As Australia pulls through the current economic crisis, there is only one force that can lead – governments, national and state, which will need to simultaneously increase VET funding, simplify the VET system, restore the VET brand and work out the best skills for the future along with how to deliver them. They will also need to deal with the large number of Australian adults – ranging up to 40% of the population – for whom language, literacy and numeracy (known as “LLN”) – is imperfect and prevents them from full economic, social and cultural participation.

Community Action

Australia did not survive this crisis just because of government action. Early this year public health experts modelled a potential tremendous break-down of our health system, with a worst case pandemic scenario of up to 150,000 deaths and 60% of the population infected. It didn’t happen, not even close. Why not?

The modelling didn’t overestimate the risk, according to Professor James McCaw: “Rather it underestimated society’s ability to respond and prevent transmission”.

The modelling was based on the assumption that “only fairly modest levels of social restriction to reduce transmission would be achievable in Australia,” said Professor Jodie McVernon, from the Doherty Institute.

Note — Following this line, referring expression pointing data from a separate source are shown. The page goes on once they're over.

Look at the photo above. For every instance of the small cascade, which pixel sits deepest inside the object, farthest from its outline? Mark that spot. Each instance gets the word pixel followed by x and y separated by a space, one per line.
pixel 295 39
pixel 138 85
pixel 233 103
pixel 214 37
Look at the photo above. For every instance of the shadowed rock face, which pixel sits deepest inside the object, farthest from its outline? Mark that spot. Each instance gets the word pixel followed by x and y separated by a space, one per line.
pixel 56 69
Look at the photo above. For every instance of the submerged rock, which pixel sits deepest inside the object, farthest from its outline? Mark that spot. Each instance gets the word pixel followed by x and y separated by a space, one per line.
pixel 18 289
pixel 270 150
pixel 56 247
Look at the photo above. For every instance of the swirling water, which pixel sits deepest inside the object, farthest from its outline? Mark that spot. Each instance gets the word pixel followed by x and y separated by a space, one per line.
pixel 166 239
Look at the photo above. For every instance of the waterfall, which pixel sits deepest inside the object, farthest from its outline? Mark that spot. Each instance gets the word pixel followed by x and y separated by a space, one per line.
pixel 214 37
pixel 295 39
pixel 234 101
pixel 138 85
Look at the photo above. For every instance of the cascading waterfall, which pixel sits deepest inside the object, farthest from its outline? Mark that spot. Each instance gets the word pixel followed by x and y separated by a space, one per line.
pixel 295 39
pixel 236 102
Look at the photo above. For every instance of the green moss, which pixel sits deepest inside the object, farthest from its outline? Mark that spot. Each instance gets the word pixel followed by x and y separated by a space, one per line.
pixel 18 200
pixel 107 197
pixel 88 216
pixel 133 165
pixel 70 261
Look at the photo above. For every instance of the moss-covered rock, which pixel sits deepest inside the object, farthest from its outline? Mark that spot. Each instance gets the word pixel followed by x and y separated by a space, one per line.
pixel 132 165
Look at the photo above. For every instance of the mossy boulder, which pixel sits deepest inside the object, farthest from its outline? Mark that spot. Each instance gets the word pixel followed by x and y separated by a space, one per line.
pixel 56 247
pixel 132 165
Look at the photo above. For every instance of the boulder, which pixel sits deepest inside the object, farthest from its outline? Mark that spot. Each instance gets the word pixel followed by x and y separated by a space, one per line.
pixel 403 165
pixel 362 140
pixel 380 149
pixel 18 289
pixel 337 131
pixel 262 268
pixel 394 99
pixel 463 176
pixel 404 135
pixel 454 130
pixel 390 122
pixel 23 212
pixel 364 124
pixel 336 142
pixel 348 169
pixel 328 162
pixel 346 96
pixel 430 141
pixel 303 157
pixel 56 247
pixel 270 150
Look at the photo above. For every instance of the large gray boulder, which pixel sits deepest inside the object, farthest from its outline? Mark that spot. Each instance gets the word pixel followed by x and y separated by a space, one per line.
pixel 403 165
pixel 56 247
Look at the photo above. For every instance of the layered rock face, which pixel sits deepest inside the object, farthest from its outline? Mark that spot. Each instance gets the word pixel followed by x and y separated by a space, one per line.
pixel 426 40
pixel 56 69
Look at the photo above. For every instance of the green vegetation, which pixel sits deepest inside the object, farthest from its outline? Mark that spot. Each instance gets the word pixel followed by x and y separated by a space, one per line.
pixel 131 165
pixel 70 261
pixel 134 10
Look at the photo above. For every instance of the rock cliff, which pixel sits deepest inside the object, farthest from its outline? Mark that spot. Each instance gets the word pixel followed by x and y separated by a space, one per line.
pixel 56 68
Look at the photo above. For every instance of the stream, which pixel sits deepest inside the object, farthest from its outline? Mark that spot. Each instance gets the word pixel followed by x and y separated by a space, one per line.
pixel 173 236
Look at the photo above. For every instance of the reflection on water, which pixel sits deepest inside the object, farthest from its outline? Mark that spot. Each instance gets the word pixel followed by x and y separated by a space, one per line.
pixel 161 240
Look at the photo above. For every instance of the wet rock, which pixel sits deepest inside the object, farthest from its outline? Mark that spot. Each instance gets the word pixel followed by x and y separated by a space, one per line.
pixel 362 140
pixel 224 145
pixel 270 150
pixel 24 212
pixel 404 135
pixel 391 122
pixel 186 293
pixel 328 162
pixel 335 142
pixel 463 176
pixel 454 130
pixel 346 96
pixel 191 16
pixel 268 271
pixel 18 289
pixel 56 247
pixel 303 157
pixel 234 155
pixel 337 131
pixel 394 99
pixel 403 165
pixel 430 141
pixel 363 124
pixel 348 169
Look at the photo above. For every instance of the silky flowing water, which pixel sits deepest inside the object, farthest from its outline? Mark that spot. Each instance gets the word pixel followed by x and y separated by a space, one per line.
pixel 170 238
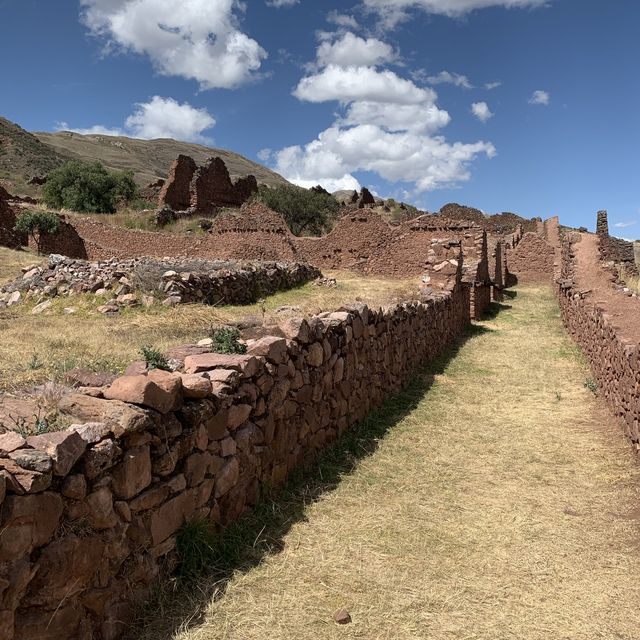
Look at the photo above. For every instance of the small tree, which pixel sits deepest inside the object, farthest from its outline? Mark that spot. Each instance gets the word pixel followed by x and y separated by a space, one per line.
pixel 38 225
pixel 89 187
pixel 306 212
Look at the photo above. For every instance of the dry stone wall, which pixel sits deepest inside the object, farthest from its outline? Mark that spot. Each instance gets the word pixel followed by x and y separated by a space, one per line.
pixel 174 281
pixel 88 516
pixel 613 358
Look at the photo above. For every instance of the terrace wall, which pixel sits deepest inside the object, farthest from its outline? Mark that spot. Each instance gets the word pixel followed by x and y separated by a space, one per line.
pixel 91 514
pixel 613 358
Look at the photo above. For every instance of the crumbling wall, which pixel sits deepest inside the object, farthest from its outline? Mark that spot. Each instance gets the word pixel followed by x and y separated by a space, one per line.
pixel 613 249
pixel 8 237
pixel 613 358
pixel 201 190
pixel 533 259
pixel 88 516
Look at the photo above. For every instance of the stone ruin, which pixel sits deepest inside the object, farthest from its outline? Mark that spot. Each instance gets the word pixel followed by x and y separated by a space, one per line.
pixel 193 190
pixel 8 237
pixel 146 281
pixel 615 250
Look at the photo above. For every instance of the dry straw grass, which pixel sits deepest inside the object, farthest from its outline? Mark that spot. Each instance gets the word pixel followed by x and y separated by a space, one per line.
pixel 501 503
pixel 36 349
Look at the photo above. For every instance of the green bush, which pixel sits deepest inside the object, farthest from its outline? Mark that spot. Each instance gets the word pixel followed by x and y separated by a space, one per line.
pixel 227 340
pixel 88 187
pixel 155 359
pixel 305 212
pixel 38 225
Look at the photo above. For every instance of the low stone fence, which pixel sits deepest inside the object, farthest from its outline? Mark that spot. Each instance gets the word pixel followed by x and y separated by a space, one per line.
pixel 89 515
pixel 174 281
pixel 613 359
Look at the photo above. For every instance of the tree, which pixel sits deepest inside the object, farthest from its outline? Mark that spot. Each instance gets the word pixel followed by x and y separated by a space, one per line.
pixel 38 224
pixel 306 212
pixel 88 187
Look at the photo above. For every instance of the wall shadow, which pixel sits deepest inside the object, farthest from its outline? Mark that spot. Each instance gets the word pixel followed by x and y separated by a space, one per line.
pixel 180 605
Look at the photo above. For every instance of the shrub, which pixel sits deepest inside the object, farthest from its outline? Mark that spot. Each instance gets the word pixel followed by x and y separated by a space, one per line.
pixel 88 187
pixel 38 225
pixel 196 544
pixel 305 212
pixel 227 340
pixel 155 359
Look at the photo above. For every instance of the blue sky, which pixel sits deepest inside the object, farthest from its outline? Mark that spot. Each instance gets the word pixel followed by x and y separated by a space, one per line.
pixel 372 92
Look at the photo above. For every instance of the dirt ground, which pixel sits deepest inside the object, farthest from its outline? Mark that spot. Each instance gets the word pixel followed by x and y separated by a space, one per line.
pixel 495 499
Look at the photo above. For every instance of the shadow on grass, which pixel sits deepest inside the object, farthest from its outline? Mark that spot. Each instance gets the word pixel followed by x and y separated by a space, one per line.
pixel 181 605
pixel 494 309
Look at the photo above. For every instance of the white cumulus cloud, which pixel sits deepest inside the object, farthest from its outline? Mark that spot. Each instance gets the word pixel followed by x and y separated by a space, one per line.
pixel 394 11
pixel 481 111
pixel 281 3
pixel 346 84
pixel 195 39
pixel 540 97
pixel 158 118
pixel 351 50
pixel 446 77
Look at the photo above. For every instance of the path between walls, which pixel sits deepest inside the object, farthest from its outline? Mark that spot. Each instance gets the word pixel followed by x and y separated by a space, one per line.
pixel 502 503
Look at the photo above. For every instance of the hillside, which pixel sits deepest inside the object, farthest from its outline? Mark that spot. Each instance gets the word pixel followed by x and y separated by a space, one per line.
pixel 149 159
pixel 23 155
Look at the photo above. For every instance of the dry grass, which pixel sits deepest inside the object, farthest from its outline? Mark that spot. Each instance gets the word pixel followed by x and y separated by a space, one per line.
pixel 500 504
pixel 40 348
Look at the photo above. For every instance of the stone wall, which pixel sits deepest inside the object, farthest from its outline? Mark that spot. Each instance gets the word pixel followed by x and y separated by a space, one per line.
pixel 173 281
pixel 8 237
pixel 533 259
pixel 616 250
pixel 614 359
pixel 203 189
pixel 90 515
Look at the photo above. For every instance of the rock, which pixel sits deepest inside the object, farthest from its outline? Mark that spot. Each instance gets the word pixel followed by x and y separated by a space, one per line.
pixel 64 447
pixel 10 441
pixel 133 474
pixel 32 460
pixel 342 616
pixel 43 306
pixel 122 418
pixel 227 478
pixel 75 487
pixel 19 480
pixel 143 391
pixel 83 377
pixel 196 386
pixel 91 432
pixel 272 348
pixel 315 355
pixel 245 364
pixel 101 513
pixel 108 309
pixel 28 522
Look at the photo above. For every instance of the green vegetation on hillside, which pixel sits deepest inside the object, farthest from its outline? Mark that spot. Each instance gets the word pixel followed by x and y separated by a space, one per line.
pixel 78 186
pixel 307 213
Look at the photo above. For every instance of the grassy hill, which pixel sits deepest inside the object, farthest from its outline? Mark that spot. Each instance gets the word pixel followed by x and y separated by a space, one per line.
pixel 149 159
pixel 24 155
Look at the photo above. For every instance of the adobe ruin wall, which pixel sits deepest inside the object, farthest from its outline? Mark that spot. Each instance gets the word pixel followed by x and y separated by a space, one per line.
pixel 613 358
pixel 90 515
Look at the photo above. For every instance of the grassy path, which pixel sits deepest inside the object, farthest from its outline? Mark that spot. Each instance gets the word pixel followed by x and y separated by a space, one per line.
pixel 499 505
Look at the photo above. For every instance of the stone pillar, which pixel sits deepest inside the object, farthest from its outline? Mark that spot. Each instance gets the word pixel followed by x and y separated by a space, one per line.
pixel 602 226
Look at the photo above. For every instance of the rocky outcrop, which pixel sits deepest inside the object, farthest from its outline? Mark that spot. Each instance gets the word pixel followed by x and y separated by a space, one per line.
pixel 202 190
pixel 172 281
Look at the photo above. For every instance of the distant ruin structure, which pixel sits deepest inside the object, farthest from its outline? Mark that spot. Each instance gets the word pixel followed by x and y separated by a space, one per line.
pixel 201 190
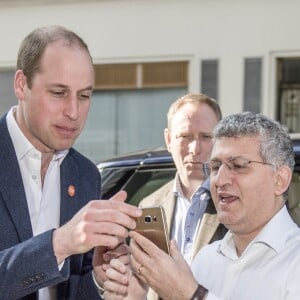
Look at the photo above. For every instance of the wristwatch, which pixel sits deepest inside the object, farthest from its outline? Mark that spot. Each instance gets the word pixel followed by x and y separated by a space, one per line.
pixel 100 289
pixel 200 293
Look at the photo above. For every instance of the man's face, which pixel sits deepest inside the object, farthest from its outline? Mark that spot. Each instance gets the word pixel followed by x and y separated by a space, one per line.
pixel 189 140
pixel 52 113
pixel 245 198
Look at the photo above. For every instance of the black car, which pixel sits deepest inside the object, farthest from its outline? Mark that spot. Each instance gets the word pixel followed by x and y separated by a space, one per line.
pixel 141 173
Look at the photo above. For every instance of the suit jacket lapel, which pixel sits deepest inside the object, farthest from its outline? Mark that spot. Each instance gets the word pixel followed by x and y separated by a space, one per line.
pixel 11 185
pixel 208 226
pixel 70 201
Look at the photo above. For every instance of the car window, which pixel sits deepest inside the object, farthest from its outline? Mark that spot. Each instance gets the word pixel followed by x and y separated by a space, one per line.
pixel 144 182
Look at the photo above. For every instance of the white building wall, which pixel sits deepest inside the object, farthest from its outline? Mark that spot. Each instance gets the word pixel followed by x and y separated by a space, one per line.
pixel 143 30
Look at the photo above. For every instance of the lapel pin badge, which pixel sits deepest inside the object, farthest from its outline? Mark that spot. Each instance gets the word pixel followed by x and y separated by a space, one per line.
pixel 71 190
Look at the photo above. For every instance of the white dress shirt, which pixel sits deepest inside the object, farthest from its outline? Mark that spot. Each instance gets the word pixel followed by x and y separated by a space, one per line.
pixel 43 201
pixel 187 217
pixel 268 269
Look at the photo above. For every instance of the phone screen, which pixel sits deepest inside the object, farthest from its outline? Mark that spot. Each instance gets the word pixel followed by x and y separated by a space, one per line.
pixel 152 225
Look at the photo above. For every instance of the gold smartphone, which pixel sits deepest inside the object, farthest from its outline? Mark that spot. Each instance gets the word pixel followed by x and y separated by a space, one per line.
pixel 152 225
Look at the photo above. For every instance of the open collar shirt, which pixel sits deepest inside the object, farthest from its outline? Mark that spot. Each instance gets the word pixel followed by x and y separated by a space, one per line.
pixel 268 269
pixel 187 216
pixel 43 201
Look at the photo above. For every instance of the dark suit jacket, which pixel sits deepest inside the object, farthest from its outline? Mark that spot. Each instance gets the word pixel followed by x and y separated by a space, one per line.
pixel 209 230
pixel 28 263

The public buy-in of physical distancing, hygiene, isolation and quarantine measures reduced the spread “beyond initial expectations”.

The Australian community – not just a few people, but a large majority of people – understood. We “got it”; we responded; we exceeded the expectations of experts. Thank goodness we did.

That was then, only a few short months ago. But we are also left with a torn economic and social fabric where a complete society and economy once stood.

Mental health expert Professor Ian Hickie urges us not to fall victim to the hoax of individual resilience: “Resilience is a social group characteristic.” Jenna Price writes: “We will need it. Recessions rend the social fabric and we must rebuild. How we can do that is hard to predict but our anxiety will abate only if we take purposeful action, if we act collectively. Bring others along. This is the time to write a new social contract, one where we extend love and honour and decency and respect, the way we behave during our important rituals, to include all those who inhabit the world around us.”

Lessons for Australian Skills and Training

What does this mean Australian skills and training in the post-Coronavirus era? A great deal, as it turns out.

Given the importance of community in dealing with our health, social, cultural and emotional stresses, one Australian VET sub-sector perfectly fits this moment of need: adult and community education (ACE) providers, not-for-profit community-managed organisations. Almost 400 ACE providers train more than 400,000 Australians each year; they do so with a high degree of personal attention, efficiency and unparalleled commitment to society’s most vulnerable and disadvantaged, including Indigenous Australians, people with a disability and older workers. That’s an awfully large number and indicates an educational capacity that governments need to utilise as we enter the early phases of a Coronavirus economic recovery. This recovery needs new skills, but a deeply strained VET sector has been unable to operate anywhere near capacity.

ACE providers have operated in Australia since the early 19th century; some of them – like the WEAs (Workers Education Associations) in Newcastle, Wollongong, Sydney and Adelaide – have operated continuously since 1913. That’s an enviable track record, outlasting all but a handful of Australian post-secondary institutions. What a shame to waste it.

NFP community education providers have an important role in rebuilding the Australian social fabric through group resilience: a large number have combined education and training with community mental health programs.

Now, more than ever before in our lifetimes, we need a partnership between “government” and “community” for a much-needed economic and social recovery. Australian adult and community education providers are essential to that mission.